Chapô : Geoffrey Hinton, ancien employé de Google et surnommé le « parrain de l’IA », met en garde contre la menace que représente l’intelligence artificielle pour certains emplois. Lors d’une récente intervention, il a identifié plusieurs professions, notamment dans les centres d’appels et parmi les parajuristes, comme étant en danger à cause de l’émergence croissante de cette technologie.
Les inquiétudes sur l’impact de l’IA sur l’emploi
Geoffrey Hinton, âgé de 77 ans et figure emblématique du domaine de l’intelligence artificielle, exprime ses craintes face à la montée en puissance de cette technologie. Après avoir travaillé chez Google jusqu’en 2023, il se consacre désormais à sensibiliser le public aux dangers potentiels liés à l’IA.

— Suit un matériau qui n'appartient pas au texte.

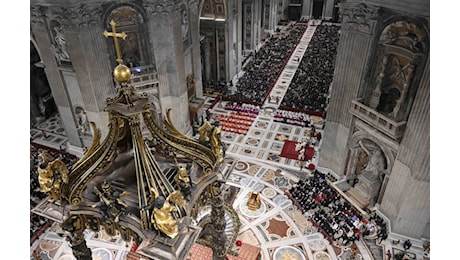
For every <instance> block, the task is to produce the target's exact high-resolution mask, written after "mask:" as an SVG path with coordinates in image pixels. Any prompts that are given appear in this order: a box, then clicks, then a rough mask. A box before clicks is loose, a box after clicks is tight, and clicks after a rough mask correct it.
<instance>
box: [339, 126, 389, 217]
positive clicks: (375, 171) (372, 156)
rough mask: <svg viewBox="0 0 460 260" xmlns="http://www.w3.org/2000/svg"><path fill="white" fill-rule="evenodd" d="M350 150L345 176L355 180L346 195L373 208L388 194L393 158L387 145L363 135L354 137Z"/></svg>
mask: <svg viewBox="0 0 460 260" xmlns="http://www.w3.org/2000/svg"><path fill="white" fill-rule="evenodd" d="M349 147H350V148H349V161H348V166H347V168H346V173H345V176H346V178H347V179H351V180H353V185H352V186H353V187H352V188H351V189H349V190H348V191H347V194H348V196H350V198H352V199H353V200H354V201H355V202H356V203H357V204H358V205H359V206H360V207H362V208H366V207H371V206H373V205H375V204H376V203H379V200H380V199H381V198H382V196H383V193H384V192H385V187H386V184H387V182H388V177H389V174H390V173H391V168H392V166H393V164H394V156H393V154H392V153H391V150H390V148H389V147H388V146H387V145H385V143H384V142H382V141H381V140H379V139H377V138H376V137H374V136H372V135H370V134H368V133H366V132H364V131H358V132H356V133H355V134H354V135H353V136H352V139H351V142H350V145H349Z"/></svg>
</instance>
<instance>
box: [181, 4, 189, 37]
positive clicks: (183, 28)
mask: <svg viewBox="0 0 460 260" xmlns="http://www.w3.org/2000/svg"><path fill="white" fill-rule="evenodd" d="M181 16H182V17H181V24H182V40H183V41H186V40H187V39H188V13H187V9H182V11H181Z"/></svg>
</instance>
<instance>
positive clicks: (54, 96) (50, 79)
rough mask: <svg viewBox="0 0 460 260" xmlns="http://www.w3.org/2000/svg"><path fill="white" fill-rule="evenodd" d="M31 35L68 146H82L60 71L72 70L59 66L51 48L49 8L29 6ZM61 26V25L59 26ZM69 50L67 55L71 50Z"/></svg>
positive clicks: (37, 6) (37, 5) (52, 36)
mask: <svg viewBox="0 0 460 260" xmlns="http://www.w3.org/2000/svg"><path fill="white" fill-rule="evenodd" d="M30 11H31V33H32V34H33V35H34V38H35V42H36V44H37V46H36V48H37V49H38V50H39V53H40V55H41V57H40V58H41V60H42V62H43V67H44V70H45V74H46V77H47V79H48V83H49V86H50V89H51V92H52V95H53V98H54V102H55V103H56V106H57V109H58V111H59V115H60V117H61V119H62V123H63V126H64V129H65V133H66V136H67V138H68V141H69V144H70V145H75V146H79V147H81V146H82V143H81V140H80V137H79V134H78V131H77V127H76V124H75V120H74V115H73V109H72V103H71V102H70V98H69V96H68V93H67V90H66V87H67V85H66V82H65V80H64V78H63V76H62V74H61V71H63V70H64V71H68V70H72V67H71V65H66V66H65V67H64V66H61V65H62V64H60V61H58V60H57V59H56V56H55V52H54V51H53V47H51V46H54V45H55V43H54V42H53V40H52V39H53V34H52V32H51V31H50V29H49V26H48V25H49V23H50V20H51V19H50V12H51V8H50V7H45V6H39V5H32V6H31V10H30ZM61 25H62V24H61ZM64 37H66V38H67V39H70V37H71V36H69V35H67V34H65V35H64ZM68 48H69V50H68V51H69V54H70V53H72V50H71V49H70V46H68Z"/></svg>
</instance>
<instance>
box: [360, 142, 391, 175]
mask: <svg viewBox="0 0 460 260" xmlns="http://www.w3.org/2000/svg"><path fill="white" fill-rule="evenodd" d="M359 146H360V147H361V149H363V151H364V152H365V153H366V154H367V158H368V160H367V164H366V165H365V167H364V169H363V170H362V171H361V174H363V176H365V177H366V178H368V179H369V180H373V181H374V180H381V177H382V173H383V170H384V168H385V159H384V158H383V155H382V152H381V151H380V149H378V148H377V147H375V148H374V149H370V148H368V147H366V145H364V144H363V141H362V140H361V141H359Z"/></svg>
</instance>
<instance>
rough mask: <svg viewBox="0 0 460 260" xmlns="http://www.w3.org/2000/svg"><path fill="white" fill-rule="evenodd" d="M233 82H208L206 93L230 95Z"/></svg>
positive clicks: (206, 87)
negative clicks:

« Si je travaillais dans un centre d’appels, je serais terrifié », déclare-t-il en s’adressant à Steven Bartlett lors du podcast The Diary of a PDG. Il affirme que les métiers des centres d’appels sont déjà touchés par une automatisation croissante : « J’ai récemment lu un article dans l’Atlantique qui a dit qu’il devient déjà difficile pour les diplômés universitaires d’obtenir un emploi. Et une partie de cela peut être que les gens utilisent déjà l’IA pour les emplois qu’ils auraient obtenus ».
Hinton souligne également que si la productivité augmente grâce à ces technologies, cela pourrait nuire aux travailleurs remplacés. Selon lui : « Les personnes qui sont remplacées seront pires, et l’entreprise qui fournit l’IA sera bien mieux que celle qui utilise l’IA ».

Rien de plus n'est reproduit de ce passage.